Over the last few weeks, I have been having hot discussions about the high valuations for YC startups at demo day. Some argue that for companies with potential $10 billion valuations, the entry price of $10M, $20M, or $50M doesn’t matter. However, many of these companies are just a few months old, with only 1–2 founders and unproven ideas and hypotheses about markets and customers. While the potential upside is exciting, the risk across them varies significantly (many raise at similar valuations). And most Pre-seed companies inherently carry a higher risk profile, which should also be reflected in their valuation.

Pre-seed vs. Post-seed

While pre-seed startups have challenges, they typically present more risk than the post-seed stage, suggesting a difference in valuation.

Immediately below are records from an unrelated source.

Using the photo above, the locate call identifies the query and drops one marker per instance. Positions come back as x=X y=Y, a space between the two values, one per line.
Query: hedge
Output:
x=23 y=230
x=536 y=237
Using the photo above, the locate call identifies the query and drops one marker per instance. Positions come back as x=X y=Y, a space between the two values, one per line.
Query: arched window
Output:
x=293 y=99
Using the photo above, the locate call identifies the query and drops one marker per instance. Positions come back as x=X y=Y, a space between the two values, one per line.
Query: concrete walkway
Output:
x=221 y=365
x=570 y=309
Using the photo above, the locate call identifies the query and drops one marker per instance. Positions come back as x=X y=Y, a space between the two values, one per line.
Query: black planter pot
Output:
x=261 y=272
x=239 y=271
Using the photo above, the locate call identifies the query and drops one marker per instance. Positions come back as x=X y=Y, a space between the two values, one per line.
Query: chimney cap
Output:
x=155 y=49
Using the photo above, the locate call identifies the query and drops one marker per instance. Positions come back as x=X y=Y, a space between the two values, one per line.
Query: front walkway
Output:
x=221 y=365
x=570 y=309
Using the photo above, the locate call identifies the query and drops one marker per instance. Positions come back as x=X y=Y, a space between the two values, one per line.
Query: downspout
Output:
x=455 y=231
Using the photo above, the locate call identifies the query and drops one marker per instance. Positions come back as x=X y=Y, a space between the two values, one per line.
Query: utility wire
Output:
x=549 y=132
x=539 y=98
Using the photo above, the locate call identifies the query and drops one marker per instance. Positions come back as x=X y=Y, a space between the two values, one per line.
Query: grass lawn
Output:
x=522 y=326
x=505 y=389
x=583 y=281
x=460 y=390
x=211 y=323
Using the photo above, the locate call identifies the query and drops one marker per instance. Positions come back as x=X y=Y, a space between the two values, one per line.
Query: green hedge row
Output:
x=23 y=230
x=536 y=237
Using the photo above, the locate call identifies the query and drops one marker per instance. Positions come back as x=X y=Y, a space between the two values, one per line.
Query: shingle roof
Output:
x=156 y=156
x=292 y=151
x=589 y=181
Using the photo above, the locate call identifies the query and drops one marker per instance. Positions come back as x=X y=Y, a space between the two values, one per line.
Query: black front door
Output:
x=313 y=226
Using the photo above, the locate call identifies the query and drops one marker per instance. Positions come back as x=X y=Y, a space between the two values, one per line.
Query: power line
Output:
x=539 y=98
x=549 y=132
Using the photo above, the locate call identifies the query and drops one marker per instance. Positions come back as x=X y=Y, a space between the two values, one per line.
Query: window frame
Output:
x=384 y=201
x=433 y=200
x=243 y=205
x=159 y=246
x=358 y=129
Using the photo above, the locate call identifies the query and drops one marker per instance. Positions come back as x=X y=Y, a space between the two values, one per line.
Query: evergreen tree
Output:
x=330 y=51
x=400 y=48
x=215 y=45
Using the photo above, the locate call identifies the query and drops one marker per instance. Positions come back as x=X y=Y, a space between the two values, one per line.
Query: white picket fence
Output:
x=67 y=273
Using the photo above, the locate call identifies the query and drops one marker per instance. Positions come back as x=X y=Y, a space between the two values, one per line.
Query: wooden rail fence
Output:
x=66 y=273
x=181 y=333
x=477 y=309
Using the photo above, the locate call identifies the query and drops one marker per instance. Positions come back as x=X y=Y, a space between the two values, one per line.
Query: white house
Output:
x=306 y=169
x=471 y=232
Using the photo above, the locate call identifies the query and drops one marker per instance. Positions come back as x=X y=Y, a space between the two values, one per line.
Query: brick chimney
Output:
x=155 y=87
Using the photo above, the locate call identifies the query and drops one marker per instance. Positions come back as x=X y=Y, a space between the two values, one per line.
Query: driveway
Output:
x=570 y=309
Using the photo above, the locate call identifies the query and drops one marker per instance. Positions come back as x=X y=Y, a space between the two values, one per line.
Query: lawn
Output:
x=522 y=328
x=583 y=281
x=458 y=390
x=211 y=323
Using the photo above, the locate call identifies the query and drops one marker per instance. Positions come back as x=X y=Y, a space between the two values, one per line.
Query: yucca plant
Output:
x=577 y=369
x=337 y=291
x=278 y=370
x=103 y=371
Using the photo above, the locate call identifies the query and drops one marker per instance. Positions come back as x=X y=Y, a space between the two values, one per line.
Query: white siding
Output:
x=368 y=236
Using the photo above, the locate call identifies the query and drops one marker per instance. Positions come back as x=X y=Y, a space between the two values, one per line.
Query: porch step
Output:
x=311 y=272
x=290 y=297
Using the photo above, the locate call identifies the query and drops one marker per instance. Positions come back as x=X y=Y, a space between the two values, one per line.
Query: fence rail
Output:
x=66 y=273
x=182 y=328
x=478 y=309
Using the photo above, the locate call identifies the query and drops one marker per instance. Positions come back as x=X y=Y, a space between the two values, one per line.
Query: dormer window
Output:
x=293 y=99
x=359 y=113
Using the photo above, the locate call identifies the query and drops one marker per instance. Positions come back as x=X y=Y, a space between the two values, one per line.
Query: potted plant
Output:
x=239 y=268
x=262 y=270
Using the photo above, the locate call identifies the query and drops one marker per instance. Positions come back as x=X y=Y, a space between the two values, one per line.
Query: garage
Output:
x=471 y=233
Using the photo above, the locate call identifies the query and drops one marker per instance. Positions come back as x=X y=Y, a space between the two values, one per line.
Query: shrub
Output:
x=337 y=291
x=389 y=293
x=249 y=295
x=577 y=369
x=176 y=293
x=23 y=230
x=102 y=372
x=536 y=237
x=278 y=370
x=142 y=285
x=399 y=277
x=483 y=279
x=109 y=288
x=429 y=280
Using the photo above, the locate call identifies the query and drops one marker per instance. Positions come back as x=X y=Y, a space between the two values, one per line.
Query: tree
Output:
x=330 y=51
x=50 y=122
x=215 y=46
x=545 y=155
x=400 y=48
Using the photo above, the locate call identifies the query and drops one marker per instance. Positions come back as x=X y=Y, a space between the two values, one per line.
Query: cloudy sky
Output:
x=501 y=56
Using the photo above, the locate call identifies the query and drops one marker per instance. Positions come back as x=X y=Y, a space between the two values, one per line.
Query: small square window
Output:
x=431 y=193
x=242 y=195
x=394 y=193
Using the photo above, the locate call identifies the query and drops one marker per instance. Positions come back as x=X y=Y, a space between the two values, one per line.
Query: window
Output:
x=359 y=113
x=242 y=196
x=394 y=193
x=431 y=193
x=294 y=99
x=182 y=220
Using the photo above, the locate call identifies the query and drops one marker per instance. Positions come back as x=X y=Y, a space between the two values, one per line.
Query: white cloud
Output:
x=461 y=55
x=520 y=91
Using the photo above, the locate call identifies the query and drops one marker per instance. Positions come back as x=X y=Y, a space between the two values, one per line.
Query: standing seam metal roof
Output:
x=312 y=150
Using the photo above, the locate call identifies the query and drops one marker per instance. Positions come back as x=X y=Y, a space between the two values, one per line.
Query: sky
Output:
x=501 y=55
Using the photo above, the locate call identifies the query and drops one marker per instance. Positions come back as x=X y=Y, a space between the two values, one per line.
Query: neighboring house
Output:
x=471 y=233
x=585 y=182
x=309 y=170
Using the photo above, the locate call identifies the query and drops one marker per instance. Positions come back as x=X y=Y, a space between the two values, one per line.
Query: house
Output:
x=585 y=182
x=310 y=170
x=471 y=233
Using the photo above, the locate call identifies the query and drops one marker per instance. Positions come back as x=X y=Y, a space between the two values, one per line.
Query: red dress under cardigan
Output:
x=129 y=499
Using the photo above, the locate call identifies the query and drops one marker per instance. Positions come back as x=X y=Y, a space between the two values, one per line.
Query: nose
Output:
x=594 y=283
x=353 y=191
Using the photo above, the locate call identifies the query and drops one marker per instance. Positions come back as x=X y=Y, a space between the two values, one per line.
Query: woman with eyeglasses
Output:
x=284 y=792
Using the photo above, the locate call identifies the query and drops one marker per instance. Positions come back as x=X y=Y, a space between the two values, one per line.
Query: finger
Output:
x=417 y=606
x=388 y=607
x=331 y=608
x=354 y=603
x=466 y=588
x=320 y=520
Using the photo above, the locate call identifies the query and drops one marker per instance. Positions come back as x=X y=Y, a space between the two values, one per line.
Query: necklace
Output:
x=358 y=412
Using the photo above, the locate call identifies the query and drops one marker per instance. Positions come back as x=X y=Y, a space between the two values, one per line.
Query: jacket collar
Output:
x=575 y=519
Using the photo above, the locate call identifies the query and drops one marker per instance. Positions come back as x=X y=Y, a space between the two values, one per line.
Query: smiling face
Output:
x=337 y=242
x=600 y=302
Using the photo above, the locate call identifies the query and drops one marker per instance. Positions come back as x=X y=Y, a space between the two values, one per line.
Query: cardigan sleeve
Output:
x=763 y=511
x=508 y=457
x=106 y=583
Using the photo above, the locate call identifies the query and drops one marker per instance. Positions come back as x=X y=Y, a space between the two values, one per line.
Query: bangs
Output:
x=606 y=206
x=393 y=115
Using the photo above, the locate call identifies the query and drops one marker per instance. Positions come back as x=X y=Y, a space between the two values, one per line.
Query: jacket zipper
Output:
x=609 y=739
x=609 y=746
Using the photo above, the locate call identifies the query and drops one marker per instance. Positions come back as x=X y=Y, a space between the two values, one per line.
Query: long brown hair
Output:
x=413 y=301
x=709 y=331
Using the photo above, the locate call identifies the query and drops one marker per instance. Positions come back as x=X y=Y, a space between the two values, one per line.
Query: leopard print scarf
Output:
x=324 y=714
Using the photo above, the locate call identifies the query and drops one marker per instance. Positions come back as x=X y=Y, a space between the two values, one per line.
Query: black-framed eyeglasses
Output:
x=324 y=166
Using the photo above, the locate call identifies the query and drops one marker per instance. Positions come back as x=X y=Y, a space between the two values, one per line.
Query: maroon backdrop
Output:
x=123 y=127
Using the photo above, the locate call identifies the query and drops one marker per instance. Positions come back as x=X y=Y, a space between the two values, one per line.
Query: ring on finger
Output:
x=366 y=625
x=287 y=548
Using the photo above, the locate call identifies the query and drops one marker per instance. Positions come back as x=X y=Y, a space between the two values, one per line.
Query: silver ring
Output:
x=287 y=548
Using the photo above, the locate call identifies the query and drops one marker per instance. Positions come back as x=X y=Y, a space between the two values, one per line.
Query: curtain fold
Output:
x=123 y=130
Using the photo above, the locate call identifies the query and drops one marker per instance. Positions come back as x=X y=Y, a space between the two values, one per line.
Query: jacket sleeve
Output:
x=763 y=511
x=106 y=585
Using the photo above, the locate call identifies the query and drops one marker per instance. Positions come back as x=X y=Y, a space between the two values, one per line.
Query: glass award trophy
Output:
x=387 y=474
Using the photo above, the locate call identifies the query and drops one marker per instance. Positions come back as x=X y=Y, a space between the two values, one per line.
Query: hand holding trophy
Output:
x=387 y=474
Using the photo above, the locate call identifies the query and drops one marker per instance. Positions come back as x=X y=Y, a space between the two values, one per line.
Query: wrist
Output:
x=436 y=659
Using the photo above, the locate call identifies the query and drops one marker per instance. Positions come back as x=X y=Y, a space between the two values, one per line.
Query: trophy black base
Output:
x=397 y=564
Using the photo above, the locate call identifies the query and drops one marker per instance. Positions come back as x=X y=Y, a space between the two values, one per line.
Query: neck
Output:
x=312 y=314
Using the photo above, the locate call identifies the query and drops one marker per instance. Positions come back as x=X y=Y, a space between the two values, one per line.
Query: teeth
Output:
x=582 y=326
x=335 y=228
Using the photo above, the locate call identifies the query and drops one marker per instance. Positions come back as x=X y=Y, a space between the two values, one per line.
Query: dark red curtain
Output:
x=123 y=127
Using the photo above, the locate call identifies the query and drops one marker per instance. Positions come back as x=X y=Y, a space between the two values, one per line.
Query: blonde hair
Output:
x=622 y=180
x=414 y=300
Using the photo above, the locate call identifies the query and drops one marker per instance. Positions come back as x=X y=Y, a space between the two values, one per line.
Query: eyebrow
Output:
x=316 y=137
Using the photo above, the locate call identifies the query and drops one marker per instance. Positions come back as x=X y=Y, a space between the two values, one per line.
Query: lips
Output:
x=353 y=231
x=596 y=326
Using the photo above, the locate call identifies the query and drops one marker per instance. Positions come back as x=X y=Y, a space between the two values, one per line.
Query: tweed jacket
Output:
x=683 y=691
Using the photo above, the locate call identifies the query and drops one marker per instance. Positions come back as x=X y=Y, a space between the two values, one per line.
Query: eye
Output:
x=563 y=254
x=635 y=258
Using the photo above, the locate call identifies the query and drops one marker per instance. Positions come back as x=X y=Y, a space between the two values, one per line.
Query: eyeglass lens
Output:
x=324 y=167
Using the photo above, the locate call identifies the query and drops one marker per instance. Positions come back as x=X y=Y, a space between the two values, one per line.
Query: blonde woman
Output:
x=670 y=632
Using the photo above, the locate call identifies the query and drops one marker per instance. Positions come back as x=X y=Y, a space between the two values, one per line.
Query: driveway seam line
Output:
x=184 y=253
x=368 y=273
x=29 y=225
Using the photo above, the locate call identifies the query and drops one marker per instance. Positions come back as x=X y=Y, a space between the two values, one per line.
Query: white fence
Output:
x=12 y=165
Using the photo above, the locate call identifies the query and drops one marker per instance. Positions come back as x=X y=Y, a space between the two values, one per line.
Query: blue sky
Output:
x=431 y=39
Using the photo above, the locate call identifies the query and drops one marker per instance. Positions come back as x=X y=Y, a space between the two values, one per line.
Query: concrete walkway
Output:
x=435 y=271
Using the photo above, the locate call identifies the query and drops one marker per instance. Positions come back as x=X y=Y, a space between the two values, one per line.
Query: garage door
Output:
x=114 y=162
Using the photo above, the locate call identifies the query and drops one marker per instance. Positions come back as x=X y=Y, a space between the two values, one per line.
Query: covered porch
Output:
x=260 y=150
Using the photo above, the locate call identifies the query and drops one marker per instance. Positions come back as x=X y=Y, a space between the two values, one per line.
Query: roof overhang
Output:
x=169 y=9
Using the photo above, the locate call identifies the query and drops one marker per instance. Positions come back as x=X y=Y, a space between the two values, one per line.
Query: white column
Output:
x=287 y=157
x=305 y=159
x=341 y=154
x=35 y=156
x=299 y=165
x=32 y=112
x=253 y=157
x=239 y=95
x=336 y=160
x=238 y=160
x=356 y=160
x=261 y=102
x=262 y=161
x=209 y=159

Therefore, waiting might be a better strategy if you could invest in a post-seed company with similar potential but significantly less risk, just at a slightly higher valuation. Interestingly, some YC companies from previous years that progressed within 20 months, reducing their risk profile for Seed or Series A funding, raised capital at valuations only slightly higher than their pre-seed demo day valuation. This indicates that initial high valuations often adjust to “fairer” valuations at later stages. So by investing later, you pay a little more, get a lot less risk, and avoid early stage failures. . Additionally, there is the time value of money, since investing 2 years later at a similar valuation has a much better IRR.

Investment considerations

Of course, this approach assumes that successful pre-seed companies won’t experience a disproportionate valuation increase in later rounds, making early investments advantageous (but, on average, we are not observing this). Additionally, it assumes you’ll have the opportunity to invest and have an allocation in later rounds.

A recent breakfast meeting I attended with Howard Marks reminded me of his quote: “Success is not about investing in good companies, but investing at good prices.” This assumes that the scorecard of investing is about the returnsand not only about finding the best companies. While there’s some correlation, it’s not perfect (e.g., investing in Instacart or Loom’s later rounds).